Por primera vez Yago miró al comisario a los ojos. En su mente vibraba la orden que aquel psicópata había escrito para él: «Engáñalos».
—Si no me cree, es su problema —resumió con medida frialdad.
Sagasti sintió de nuevo una punzada de rabia.
—¿Problema…? ¡Joder, Yago! Has estado a merced del asesino. Por alguna razón que desconozco, solo te ha magreado un poco. Este asunto me está empezando a desbordar, y necesito a todos mis agentes unidos y trabajando en equipo en una misma dirección.
—Le están presionando demasiado los de Interior, ¿no es eso? —Quiso saber el oficial, incisivo.
—Ahora mismo me importan un comino esos soplagaitas y también los listillos de Mundinova. Lo que me preocupa es el peligro al que se ven abocados mis hombres. Y no digamos cuánto me jode que precisamente ellos traten de engañarme… —le espetó el máximo responsable del CIDE—. En principio llegué a la conclusión de que habían sido asesinados por asuntos comerciales. Ya sabes, trapicheos, argucias económicas que ocasionan problemas con intermediarios potencialmente peligrosos… —Jokin se interrumpió porque las preguntas a su subordinado le bullían en la cabeza. Le miró: Mellado mantenía fija su atención en el vaso de plástico y escuchaba impertérrito—. Pero por los últimos indicios puedo refrendar que sus muertes van ligadas a la venganza. Es una venganza por actos inmorales cometidos por las víctimas.
Yago estrujó el vaso de plástico y lo arrojó al cubo de basura, encestando en una parábola perfecta.
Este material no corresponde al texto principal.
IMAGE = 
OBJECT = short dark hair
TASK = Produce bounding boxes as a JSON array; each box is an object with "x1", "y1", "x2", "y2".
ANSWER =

Se giró y volvió a mirar a su interlocutor.
—¿Ha interrogado al sospechoso? ¿Sacó esa conclusión del celador? —se interesó, ahora con pronunciado ceño.
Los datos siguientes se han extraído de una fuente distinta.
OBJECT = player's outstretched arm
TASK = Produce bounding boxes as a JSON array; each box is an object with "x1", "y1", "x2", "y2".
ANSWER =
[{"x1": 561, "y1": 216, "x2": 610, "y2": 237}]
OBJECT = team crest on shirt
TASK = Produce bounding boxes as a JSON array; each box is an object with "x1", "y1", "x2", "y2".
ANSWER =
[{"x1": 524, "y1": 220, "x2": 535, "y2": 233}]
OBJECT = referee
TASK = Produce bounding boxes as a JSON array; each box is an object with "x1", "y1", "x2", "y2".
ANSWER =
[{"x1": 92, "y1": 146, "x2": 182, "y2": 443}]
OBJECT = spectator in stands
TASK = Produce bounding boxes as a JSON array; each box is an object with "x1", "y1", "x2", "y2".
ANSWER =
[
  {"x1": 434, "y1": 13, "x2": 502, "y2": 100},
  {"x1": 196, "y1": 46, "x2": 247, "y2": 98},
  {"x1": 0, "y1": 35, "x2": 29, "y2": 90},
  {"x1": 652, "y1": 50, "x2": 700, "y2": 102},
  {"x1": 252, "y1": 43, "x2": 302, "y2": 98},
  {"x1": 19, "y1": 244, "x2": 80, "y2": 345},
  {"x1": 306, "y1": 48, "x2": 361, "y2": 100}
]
—Nos fue imposible… —El Monarca chasqueó la lengua antes de proseguir con renovado brío—: Estaba muerto. Pero sí mantuvimos una productiva charla con un chico que nos ha sido de gran ayuda. Gracias a él pudimos encontrar a Frederick Ramiro… Y también a ti, claro.
Yago Mellado le lanzó una mirada huidiza antes de replicar sin aparente emoción:
—¿Un chico? ¿Qué es lo que me estoy perdiendo, señor?
Jokin Sagasti abrió ambas manos en clara señal de impotencia.
—Eso quisiera saber yo, joder… —reconoció sin ambages—. Con qué clase de asesino nos enfrentamos, y cómo actuar para llegar hasta él. El muy cabrón ha añadido un elemento sorpresa a este puto rompecabezas.
—Explosivos.
—¿Cómo? —Atónito, el veterano comisario se quedó mirando al oficial con la boca abierta—. ¿Quién cojones te ha informado sobre eso? ¿Ha sido Elostegi?
—La intuición de nuevo…
—¿Qué coño estás buscando, Mellado? ¿Que te expediente? —inquirió Sagasti en tono desabrido—. Vamos, cuéntame lo que sabes y te prometo que haré oídos sordos al resto.
—No hay nada sobre lo que usted pueda rascar. Al menos no aún… —se limitó a responder el aludido en actitud glacial.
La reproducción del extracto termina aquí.